Why Lenders Carefully Consider Credit Score
Aside from having a good financial history and a low debt-to-income ratio, a credit score within the good to high range contributes greatly to a borrower securing lower mortgage rates. The main reason behind this is because of the simple fact that lenders want the assurance they’ll get their money back. Because of this, they favor individuals who have shown they can take full responsibility of their finances, particularly when it comes to repaying their debts.
Having a high credit score displays an individual’s capability to meet his/her financial obligations. This applies to past home loans, car loans, and credit cards. Lenders regard high credit scores as a type of evidence that borrowers will pay them back.
Where a Credit Score Comes From
Typically, credit scores are calculated using the FICO scoring model, which come from a person’s credit report.
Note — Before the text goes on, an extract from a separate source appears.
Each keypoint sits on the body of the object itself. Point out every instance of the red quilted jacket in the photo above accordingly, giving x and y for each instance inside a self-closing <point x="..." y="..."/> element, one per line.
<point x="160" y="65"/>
In the United States, the three major credit reporting bureaus include Experian, Equifax, and TransUnion. Lenders obtain pertinent information through these reports, such as loan history and payment habits.
Credit Score Strongly Influences Home Loan Qualification
An applicant’s credit score can determine whether he/she qualifies for a mortgage. Even if a borrower has enough income and assets, if he/she has a poor credit score, the lender can still reject the loan application. Even if people do qualify, they most likely will have to face the consequences of higher interest rates.
Credit Score Ranges
A credit score qualifies as “excellent” if it reaches 720 or higher. A score below this but still within the 700 range qualifies as “good,” while ratings within the 680 is still considered “good.” Scores within these ranges warrant good interest rates. However, a borrower whose credit score is below average or somewhere around 640 or lower will already find it hard to secure a traditional mortgage from loan lending companies.
This is why experts strongly recommend borrowers to polish their credit scores first and do what they can to improve it before applying for a mortgage. Even a slight increase can already help home buyers find a loan with a lower interest rate.